Department of Kinesiology and Community Health, University of Illinois at Urbana-Champaign Urbana, IL, USA ; Department of English, University of Illinois at Urbana-Champaign Urbana, IL, USA.
Department of Social Science, Health and Medicine, Kings College London London, UK ; Interacting Minds Center, Aarhus University Aarhus, Denmark.
Front Hum Neurosci. 2014 Mar 31;8:149. doi: 10.3389/fnhum.2014.00149. eCollection 2014.
Recent neuroscience initiatives (including the E.U.'s Human Brain Project and the U.S.'s BRAIN Initiative) have reinvigorated discussions about the possibilities for transdisciplinary collaboration between the neurosciences, the social sciences, and the humanities. As STS scholars have argued for decades, however, such inter- and transdisciplinary collaborations are potentially fraught with tensions between researchers. This essay build on such claims by arguing that the tensions of transdisciplinary research also exist within researchers' own experiences of working between disciplines - a phenomenon that we call "disciplinary double consciousness" (DDC). Building on previous work that has characterized similar spaces (and especially on the Critical Neuroscience literature), we argue that "neuro-collaborations" inevitably engage researchers in DDC - a phenomenon that allows us to explore the useful dissonance that researchers can experience when working between a "home" discipline and a secondary discipline. Our case study is a five-year research project in functional magnetic resonance imaging (fMRI) lie detection involving a transdisciplinary research team made up of social scientists, a neuroscientist, and a humanist. In addition to theorizing neuro-collaborations from the inside-out, this essay presents practical suggestions for developing transdisciplinary infrastructures that could support future neuro-collaborations.

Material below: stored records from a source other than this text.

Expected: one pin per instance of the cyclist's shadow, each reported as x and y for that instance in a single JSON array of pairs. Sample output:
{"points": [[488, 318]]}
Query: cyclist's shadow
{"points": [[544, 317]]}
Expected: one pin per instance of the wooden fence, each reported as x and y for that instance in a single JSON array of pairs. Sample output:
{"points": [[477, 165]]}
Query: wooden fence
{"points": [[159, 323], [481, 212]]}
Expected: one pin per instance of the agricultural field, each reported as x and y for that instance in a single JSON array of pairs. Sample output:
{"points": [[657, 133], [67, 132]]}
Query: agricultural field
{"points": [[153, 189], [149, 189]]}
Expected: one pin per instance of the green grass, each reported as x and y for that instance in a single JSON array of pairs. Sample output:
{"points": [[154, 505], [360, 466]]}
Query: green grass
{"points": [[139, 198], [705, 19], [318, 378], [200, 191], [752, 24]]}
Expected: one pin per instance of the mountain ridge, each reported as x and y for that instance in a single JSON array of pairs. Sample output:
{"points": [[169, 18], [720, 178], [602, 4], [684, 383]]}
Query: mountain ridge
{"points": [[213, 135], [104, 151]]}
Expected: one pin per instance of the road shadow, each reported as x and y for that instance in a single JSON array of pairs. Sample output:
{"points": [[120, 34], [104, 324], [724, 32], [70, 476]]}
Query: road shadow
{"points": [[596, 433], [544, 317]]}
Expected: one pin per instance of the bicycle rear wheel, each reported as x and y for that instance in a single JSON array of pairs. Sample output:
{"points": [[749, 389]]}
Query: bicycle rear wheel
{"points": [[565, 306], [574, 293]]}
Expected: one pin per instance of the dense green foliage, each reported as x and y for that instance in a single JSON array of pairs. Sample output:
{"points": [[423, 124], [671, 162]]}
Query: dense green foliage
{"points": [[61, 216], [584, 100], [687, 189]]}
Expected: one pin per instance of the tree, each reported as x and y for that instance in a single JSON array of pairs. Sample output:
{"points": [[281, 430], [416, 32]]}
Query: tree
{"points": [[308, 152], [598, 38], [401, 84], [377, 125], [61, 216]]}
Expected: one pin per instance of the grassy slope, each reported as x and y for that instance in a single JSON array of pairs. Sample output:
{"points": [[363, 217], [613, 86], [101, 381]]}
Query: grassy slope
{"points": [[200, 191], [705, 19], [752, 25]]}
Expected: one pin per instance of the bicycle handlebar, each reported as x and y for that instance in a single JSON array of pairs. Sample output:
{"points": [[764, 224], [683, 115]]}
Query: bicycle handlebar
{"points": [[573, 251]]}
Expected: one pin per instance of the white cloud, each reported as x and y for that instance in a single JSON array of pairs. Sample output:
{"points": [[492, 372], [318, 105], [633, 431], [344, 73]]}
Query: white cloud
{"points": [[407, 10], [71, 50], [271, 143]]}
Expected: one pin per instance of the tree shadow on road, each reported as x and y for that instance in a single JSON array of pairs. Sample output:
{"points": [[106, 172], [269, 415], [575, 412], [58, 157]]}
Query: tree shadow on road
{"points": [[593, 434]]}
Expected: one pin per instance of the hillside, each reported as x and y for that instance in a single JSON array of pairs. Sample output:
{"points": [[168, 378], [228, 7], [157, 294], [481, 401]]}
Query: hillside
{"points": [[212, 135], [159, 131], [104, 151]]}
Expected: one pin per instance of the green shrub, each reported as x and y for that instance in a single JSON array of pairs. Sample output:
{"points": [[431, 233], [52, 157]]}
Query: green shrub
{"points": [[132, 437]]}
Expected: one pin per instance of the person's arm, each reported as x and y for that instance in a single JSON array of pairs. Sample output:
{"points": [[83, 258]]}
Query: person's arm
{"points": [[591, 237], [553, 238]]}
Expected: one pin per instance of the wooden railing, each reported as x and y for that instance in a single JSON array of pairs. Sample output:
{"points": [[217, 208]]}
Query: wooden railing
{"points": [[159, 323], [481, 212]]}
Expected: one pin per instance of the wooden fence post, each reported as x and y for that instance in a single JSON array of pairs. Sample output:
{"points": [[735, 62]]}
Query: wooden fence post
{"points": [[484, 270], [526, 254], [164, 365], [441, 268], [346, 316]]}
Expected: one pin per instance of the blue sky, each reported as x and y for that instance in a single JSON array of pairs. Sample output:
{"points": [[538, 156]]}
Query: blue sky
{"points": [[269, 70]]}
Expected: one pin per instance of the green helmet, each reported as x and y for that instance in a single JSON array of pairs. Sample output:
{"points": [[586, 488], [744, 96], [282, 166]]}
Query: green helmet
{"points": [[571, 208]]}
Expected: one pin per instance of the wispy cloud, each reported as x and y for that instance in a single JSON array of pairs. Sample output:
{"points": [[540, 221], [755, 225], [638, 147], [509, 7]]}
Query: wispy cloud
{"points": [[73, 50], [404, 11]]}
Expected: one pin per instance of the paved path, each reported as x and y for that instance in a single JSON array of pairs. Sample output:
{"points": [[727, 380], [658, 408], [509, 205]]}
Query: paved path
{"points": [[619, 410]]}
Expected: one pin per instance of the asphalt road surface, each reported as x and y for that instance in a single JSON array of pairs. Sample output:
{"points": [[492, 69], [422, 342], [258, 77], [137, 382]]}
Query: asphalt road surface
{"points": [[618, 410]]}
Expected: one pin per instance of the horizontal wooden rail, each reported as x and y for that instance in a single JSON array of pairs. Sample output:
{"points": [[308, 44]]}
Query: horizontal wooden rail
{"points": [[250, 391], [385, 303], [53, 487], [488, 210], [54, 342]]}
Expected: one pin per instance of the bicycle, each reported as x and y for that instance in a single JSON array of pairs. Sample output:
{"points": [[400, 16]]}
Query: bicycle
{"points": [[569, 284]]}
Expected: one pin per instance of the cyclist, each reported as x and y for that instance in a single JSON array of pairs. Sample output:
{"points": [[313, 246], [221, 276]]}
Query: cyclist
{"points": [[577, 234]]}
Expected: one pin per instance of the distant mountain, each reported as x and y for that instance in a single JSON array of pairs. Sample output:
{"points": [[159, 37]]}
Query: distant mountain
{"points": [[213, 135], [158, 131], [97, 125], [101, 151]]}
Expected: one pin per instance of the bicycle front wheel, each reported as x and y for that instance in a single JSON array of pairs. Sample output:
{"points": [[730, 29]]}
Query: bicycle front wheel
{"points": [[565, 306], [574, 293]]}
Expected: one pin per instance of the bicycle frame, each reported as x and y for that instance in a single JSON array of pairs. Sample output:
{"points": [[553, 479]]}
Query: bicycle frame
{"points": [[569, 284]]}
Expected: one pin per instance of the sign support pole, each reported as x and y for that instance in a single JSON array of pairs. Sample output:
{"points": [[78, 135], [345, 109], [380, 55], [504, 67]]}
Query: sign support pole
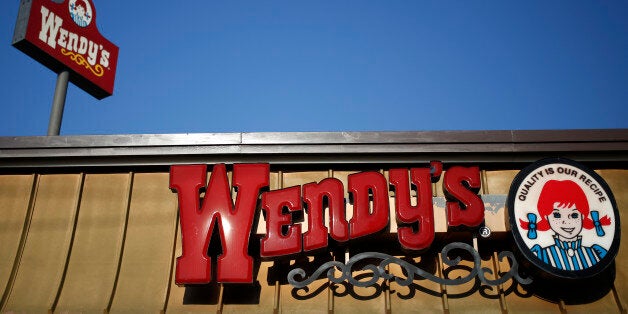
{"points": [[58, 103]]}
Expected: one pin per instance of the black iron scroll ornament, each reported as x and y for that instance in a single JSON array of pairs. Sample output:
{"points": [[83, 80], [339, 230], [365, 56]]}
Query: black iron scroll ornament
{"points": [[379, 271]]}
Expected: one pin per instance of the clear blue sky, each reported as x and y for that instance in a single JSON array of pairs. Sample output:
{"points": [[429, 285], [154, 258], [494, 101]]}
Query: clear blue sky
{"points": [[256, 66]]}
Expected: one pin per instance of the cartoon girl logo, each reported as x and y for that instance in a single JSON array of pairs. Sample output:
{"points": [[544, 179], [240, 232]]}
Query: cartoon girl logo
{"points": [[564, 218], [81, 12]]}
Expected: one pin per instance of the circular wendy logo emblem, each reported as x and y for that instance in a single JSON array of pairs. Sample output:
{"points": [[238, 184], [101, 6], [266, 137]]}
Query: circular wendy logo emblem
{"points": [[81, 12], [564, 218]]}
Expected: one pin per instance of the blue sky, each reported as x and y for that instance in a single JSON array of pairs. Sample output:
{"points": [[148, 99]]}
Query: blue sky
{"points": [[259, 66]]}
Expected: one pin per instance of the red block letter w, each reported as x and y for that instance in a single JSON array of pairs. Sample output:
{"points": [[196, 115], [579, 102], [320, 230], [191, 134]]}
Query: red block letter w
{"points": [[234, 224]]}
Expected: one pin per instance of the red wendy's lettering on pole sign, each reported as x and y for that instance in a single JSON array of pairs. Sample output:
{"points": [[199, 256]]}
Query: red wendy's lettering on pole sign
{"points": [[62, 35], [234, 222], [461, 185]]}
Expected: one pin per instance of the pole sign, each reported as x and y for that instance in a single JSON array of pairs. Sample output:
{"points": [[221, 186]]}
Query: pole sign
{"points": [[62, 34]]}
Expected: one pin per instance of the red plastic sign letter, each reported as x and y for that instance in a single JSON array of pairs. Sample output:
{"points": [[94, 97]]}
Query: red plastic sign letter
{"points": [[234, 224], [472, 214]]}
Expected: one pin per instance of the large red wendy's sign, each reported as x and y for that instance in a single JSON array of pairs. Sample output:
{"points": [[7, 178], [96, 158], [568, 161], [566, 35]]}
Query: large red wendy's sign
{"points": [[234, 218], [62, 35]]}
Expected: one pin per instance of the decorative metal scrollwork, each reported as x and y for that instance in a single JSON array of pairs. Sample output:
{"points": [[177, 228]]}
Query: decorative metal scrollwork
{"points": [[379, 271]]}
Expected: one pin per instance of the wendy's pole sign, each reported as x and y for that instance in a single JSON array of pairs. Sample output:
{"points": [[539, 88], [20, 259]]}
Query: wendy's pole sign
{"points": [[62, 35]]}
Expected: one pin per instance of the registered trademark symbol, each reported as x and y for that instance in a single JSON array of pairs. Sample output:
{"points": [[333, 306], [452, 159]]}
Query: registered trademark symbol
{"points": [[485, 232]]}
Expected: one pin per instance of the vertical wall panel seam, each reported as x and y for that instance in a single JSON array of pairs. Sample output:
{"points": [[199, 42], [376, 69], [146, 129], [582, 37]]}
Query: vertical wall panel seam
{"points": [[129, 195], [77, 208], [23, 237], [172, 259]]}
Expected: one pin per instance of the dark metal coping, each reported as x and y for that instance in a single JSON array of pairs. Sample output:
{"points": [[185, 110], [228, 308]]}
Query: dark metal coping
{"points": [[311, 148]]}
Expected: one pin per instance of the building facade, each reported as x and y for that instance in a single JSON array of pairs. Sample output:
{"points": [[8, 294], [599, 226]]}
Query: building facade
{"points": [[90, 223]]}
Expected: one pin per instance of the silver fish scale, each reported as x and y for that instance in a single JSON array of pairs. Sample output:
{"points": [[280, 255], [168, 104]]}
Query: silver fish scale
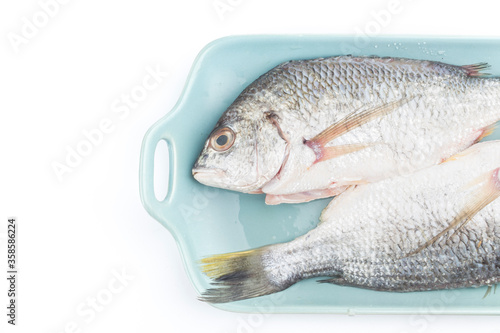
{"points": [[365, 238]]}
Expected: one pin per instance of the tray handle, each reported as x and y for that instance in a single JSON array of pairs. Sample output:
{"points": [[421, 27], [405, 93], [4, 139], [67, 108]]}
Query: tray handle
{"points": [[146, 169]]}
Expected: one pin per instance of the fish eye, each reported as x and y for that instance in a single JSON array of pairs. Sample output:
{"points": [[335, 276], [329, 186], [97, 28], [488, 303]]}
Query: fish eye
{"points": [[222, 139]]}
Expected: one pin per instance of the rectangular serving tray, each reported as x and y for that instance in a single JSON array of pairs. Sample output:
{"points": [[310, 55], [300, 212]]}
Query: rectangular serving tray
{"points": [[206, 221]]}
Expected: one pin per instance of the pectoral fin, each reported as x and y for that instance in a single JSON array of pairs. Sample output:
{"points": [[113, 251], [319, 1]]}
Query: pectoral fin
{"points": [[488, 191], [352, 121]]}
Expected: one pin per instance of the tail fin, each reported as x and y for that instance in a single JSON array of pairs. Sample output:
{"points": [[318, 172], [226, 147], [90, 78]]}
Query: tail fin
{"points": [[237, 276]]}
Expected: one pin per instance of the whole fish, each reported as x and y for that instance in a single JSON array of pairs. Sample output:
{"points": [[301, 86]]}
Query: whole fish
{"points": [[437, 229], [311, 128]]}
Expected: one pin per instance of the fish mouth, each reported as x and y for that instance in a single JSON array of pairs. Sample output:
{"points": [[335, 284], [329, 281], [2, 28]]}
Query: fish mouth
{"points": [[207, 176]]}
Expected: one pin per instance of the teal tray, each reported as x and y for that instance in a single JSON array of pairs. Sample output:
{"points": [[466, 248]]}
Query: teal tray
{"points": [[206, 221]]}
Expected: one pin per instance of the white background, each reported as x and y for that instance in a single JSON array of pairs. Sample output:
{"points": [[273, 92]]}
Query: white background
{"points": [[78, 231]]}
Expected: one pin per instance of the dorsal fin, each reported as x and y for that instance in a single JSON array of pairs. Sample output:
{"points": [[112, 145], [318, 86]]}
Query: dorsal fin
{"points": [[476, 70]]}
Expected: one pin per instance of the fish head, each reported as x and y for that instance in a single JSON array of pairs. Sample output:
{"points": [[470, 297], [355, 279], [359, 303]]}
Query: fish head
{"points": [[244, 151]]}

最近的神经科学计划(包括欧盟的“人类大脑计划”和美国的“大脑倡议”)重新激发了关于神经科学、社会科学和人文学科之间跨学科合作的可能性的讨论。然而,正如 STS 学者几十年来所主张的那样,这种跨学科合作可能充满了研究人员之间的紧张关系。本文通过论证跨学科研究的紧张关系也存在于研究人员在学科之间工作的自身经历中,进一步提出了这一观点——我们称之为“学科双重意识”(DDC)。本文以之前描述类似空间的工作为基础(尤其是以批判性神经科学文献为基础),认为“神经合作”不可避免地使研究人员陷入 DDC——一种现象,使我们能够探索研究人员在“主场”学科和辅助学科之间工作时可能经历的有用不和谐。我们的案例研究是一个为期五年的功能性磁共振成像(fMRI)测谎研究项目,涉及一个由社会科学家、神经科学家和人类学家组成的跨学科研究团队。除了从内到外对神经合作进行理论化,本文还提出了发展跨学科基础设施的实际建议,以支持未来的神经合作。